Melian
Período composto por insubordinação.
Há alguns meses, ganhei o livro A Mulher Submersa, de Mar Becker, de presente do Lufe. Ele sabia que eu gostaria do livro, mas acho que não sabia que eu gostaria tanto. Desde a leitura, eu fiquei impactada de um jeito, que: meu Deus! É o livro de estreia da Mar, e já foram vendidos 2.000 exemplares, o que já é um número muito expressivo, se considerarmos o quanto que os livros de Literatura Brasileira Contemporânea vendem (não tô falando dos best-sellers de fantasia, claro). Ao considerarmos que se trata de um livro de poesias, o feito se torna ainda mais relevante. Não é exagero dizer que o livro de Mar Becker foi o melhor de 2020. Para mim, ele já está na listinha das "melhores leituras de 2021".
Quando terminei de ler A Mulher Submersa, cheguei a escrever isto, no FB:
Embora possa parecer, num rápido passar de olhos, que a maioria dos poemas de A Mulher Submersa, de Mar Becker, seja sobre o fim, a verdade é que o livro está repleto de poemas sobre o que fica depois do fim. Poemas que, por isso, funcionam como prenúncios de recomeços.
Mar Becker escreve sobre o que existe/resiste no nada, sobre o que persiste: num cheiro, num lençol, num corpo, num não corpo. Escreve sobre o ser e o tempo do ser. Sobre o espaço de tempo entre o desprender da pétala da flor e seu resvalar no chão. Escreve sobre tudo o que deságua nos olhos vivos de Ofélia morta; sobre tudo o que cabe no instante capturado pelo último olhar de Ofélia.
Escreve sobre o tempo que se traduz em poesia. E toda poesia é tradução das ruínas submersas, e cheias de lodo, retidas nos estilhaços de um espelho. Espelho cujo reflexo é a agulha que sustenta a linha invisível que costura as mulheres umas nas outras, como a anunciar que a última de nós será uma colcha de retalhos, estes: a soma de todas nós; que somos costuradas à noite, para, como mortalha de Penélope invertida, sermos descosturadas quando o dia amanhecer.
E, digo mais:
Após a leitura de A Mulher Submersa, reverbera o eco do que não se pode dizer, porque vai além do limite da palavra, da linguagem, do limite da existência, propriamente dita. E isso pode ser tanto uma dádiva quanto uma maldição, porque evidencia que o grande mistério de ser mulher é, justamente, a impossibilidade de sê-lo. (Sim, eu sou apaixonada por Lacan).

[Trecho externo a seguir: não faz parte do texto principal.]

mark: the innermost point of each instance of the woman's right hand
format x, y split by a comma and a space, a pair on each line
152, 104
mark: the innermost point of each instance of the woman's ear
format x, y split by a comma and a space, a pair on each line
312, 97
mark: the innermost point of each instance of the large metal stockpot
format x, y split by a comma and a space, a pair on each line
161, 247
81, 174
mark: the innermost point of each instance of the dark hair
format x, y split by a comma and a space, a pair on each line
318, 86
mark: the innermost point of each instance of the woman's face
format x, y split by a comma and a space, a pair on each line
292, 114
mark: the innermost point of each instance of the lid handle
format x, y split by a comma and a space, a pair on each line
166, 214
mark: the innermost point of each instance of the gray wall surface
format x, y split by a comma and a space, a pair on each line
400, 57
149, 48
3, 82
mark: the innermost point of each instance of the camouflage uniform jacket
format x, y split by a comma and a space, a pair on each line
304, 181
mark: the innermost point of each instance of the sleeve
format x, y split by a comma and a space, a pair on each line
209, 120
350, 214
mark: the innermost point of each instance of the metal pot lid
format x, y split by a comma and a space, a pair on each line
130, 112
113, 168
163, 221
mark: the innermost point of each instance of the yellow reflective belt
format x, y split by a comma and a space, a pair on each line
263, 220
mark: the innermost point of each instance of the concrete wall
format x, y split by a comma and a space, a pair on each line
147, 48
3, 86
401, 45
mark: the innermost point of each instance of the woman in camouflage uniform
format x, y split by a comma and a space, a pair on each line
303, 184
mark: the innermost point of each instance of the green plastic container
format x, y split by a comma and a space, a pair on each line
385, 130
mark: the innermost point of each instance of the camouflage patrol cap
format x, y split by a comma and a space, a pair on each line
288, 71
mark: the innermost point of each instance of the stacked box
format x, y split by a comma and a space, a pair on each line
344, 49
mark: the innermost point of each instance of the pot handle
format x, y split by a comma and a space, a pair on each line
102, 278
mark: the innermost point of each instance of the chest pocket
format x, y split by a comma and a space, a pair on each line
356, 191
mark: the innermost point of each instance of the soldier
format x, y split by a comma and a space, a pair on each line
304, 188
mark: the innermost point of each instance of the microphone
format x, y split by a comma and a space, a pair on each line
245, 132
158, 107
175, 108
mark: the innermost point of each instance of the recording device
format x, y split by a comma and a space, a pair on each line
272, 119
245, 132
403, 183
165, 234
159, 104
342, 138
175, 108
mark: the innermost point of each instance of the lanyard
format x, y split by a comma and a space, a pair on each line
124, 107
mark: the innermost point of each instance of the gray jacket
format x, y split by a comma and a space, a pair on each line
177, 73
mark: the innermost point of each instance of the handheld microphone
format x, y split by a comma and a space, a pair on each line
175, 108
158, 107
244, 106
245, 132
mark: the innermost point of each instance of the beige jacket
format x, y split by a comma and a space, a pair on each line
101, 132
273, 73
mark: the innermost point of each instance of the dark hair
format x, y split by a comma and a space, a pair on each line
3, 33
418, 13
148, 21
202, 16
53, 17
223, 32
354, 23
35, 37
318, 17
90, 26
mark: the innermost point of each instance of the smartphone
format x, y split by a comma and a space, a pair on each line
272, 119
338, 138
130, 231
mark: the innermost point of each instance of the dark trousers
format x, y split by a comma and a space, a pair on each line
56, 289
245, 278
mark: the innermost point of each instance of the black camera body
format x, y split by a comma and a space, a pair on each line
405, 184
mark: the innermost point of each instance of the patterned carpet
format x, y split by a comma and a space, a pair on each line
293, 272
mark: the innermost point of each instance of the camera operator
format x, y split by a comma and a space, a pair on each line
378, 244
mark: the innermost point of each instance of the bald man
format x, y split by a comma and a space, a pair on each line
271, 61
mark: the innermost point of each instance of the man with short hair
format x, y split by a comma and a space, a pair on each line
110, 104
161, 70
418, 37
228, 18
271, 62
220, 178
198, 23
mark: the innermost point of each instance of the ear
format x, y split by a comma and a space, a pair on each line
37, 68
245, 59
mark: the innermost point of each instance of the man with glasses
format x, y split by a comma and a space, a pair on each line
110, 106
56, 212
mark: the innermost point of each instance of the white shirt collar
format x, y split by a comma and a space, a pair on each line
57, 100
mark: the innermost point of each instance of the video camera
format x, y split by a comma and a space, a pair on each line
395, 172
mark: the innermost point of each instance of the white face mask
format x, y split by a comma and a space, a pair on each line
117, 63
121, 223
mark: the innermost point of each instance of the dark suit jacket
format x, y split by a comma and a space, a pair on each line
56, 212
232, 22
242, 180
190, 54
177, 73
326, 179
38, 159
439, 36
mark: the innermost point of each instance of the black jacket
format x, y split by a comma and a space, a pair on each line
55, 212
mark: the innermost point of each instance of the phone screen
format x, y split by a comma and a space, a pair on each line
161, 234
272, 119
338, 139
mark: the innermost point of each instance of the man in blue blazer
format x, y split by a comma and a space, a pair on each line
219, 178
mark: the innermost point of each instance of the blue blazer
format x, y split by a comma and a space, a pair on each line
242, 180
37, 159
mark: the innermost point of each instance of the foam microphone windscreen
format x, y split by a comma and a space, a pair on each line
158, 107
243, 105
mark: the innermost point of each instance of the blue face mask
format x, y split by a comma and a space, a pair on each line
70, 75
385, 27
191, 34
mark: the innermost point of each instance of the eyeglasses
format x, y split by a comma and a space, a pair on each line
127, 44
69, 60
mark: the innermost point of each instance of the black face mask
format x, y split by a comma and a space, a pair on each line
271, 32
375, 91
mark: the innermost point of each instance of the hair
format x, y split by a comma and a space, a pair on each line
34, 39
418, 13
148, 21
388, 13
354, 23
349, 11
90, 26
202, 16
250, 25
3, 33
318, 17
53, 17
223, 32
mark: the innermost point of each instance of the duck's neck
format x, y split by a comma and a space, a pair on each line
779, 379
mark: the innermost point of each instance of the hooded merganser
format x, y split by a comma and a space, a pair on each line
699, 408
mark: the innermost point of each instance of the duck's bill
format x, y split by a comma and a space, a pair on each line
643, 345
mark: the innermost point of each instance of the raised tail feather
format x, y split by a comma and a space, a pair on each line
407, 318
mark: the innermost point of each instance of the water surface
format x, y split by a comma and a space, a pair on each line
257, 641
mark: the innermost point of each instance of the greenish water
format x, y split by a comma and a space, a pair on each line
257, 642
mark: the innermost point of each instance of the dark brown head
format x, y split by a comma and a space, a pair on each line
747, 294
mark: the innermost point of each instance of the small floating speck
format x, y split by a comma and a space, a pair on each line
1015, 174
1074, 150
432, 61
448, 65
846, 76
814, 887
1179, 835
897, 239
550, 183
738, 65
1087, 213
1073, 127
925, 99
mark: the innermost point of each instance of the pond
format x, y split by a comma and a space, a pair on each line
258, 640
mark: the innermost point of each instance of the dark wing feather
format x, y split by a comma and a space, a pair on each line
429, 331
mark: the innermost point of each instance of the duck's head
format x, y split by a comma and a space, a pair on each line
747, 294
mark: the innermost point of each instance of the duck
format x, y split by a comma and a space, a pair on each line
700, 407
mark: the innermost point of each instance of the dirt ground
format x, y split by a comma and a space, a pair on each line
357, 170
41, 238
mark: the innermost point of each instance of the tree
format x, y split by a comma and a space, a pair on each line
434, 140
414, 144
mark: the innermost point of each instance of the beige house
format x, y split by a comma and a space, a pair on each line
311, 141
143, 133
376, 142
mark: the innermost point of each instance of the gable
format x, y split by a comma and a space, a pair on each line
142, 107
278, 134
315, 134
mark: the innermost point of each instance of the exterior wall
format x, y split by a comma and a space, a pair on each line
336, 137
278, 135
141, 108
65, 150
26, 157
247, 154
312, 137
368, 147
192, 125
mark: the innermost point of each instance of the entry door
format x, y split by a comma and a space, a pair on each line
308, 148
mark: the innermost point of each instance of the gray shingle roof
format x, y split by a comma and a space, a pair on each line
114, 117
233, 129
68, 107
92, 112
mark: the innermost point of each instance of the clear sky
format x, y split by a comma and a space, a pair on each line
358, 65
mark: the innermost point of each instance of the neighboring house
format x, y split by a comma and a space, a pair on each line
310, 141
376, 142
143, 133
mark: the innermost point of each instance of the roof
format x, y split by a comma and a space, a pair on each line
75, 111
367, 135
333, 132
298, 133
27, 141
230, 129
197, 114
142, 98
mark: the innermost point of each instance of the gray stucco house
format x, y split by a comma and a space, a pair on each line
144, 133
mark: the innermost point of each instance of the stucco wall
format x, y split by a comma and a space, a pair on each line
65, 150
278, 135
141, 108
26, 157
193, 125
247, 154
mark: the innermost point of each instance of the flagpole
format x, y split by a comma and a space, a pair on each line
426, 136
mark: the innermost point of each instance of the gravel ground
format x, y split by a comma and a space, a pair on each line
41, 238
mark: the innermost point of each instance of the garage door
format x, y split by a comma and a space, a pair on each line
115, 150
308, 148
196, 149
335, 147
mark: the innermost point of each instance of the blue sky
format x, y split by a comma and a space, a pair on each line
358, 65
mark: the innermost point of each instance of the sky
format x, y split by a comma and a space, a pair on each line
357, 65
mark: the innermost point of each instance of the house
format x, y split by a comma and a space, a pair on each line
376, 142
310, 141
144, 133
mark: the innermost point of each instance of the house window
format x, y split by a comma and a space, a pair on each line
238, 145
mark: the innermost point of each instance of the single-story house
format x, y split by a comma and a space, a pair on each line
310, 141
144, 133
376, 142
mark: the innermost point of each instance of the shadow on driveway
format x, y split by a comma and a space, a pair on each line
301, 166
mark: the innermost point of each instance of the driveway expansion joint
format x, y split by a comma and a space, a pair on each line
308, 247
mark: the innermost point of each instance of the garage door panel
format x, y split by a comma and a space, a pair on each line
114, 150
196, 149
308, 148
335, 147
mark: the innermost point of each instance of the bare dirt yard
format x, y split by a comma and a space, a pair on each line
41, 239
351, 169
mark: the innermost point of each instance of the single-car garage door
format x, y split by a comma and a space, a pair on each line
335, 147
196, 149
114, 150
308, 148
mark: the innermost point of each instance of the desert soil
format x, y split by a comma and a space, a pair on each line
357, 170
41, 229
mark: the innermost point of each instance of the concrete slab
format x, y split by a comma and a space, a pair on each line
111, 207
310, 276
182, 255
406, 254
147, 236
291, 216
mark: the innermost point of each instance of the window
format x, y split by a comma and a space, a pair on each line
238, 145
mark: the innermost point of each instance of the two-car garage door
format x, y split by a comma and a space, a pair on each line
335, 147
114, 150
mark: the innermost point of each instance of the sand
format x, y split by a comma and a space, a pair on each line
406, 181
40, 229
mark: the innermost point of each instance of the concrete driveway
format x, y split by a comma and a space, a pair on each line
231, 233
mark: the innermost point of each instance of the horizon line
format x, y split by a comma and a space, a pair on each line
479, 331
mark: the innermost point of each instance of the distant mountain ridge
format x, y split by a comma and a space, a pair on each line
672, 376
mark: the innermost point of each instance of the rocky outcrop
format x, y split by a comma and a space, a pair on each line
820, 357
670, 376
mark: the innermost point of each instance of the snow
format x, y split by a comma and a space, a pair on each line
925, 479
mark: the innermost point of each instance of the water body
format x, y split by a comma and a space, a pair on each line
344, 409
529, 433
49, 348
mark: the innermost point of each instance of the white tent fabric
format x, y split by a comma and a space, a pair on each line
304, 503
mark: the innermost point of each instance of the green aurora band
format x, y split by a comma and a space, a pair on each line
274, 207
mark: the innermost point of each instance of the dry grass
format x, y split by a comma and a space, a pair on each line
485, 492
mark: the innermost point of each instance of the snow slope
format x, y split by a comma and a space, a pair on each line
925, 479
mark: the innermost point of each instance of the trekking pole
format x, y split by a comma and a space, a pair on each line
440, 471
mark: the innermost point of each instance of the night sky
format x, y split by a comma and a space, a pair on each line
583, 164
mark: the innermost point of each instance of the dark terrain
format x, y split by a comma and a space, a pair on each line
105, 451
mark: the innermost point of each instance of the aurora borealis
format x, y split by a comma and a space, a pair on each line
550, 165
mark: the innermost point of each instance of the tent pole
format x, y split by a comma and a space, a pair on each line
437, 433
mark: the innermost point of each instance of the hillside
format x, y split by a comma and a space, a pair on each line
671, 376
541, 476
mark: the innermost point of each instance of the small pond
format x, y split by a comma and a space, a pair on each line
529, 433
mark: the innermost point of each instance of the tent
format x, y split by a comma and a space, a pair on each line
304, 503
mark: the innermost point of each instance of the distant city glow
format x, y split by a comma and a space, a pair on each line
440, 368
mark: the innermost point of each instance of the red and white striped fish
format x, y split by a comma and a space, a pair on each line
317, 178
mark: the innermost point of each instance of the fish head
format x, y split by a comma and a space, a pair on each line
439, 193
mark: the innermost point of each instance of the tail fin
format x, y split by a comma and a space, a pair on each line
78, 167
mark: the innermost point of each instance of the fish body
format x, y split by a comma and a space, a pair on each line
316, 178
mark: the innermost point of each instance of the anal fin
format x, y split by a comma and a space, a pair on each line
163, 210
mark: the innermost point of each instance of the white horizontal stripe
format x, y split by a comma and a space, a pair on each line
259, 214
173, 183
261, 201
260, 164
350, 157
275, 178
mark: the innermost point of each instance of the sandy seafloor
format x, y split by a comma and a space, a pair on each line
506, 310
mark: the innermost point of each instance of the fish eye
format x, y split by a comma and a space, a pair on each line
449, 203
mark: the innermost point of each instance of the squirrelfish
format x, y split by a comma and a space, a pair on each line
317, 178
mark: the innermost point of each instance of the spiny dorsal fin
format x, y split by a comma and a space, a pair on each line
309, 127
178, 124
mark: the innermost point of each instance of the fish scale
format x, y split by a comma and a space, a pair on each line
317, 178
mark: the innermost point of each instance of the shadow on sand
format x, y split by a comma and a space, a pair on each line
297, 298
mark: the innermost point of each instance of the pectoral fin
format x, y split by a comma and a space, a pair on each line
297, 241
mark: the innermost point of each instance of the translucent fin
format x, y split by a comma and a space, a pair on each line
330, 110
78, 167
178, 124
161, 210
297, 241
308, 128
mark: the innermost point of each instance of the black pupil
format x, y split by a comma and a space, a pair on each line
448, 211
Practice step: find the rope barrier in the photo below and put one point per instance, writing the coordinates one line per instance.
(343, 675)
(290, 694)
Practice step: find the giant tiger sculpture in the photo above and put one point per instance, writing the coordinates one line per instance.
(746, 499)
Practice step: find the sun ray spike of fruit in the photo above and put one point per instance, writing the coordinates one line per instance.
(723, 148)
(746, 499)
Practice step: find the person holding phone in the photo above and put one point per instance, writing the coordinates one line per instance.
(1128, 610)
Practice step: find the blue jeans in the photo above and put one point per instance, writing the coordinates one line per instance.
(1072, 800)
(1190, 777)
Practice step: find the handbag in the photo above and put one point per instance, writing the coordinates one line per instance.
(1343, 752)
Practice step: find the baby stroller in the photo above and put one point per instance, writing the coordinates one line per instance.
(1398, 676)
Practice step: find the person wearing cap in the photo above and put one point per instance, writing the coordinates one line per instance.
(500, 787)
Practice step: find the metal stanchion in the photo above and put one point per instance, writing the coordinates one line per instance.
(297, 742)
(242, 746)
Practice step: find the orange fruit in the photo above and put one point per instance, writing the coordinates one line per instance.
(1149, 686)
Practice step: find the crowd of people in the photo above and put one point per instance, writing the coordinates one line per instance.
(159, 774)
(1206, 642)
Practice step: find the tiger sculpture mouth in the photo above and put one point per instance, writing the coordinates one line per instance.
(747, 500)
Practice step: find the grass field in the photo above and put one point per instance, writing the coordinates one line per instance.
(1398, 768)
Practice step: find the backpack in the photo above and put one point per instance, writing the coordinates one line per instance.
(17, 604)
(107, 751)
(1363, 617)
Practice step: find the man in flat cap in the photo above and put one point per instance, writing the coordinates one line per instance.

A Mulher Submersa é, também, um livro sobre o luto e seus mistérios. O luto da mulher que perde os seus, o luto da mulher que se perde em busca de um paraíso que é, sempre, uma miragem. Ao fazer o luto dos mortos que persistem em continuar no mundo dos vivos, as mulheres vivem o próprio luto de suas não existências.
Fiquei absorta nos cadernos em que o livro se desdobra e nos lança no percurso da linhagem feminina e seus abismos; servindo-nos sabores e dissabores. Dando-nos e recusando o gozo que não se deixa capturar pelas tramas do sentido. E isso pode ser observado no fato de que, num primeiro momento, a gente pode pensar que o livro não passa de um estudo sobre a mulher e seu cotidiano, sua morada; a mulher como útero, reprodutora e protetora, a mulher-casa, psicanaliticamente falando.
Mas a virada de jogo se dá quando há a subversão da ideia de aconchego para a ideia de terror; da ideia de reprodução para a ideia de esterilidade, de fim de linhagem, de fim da linha com que se costura a humanidade. O ambiente familiar se torna hostil, e aterroriza a mulher que, por sua vez, aterroriza seus des(semelhantes) pela impossibilidade de ser lida na superfície.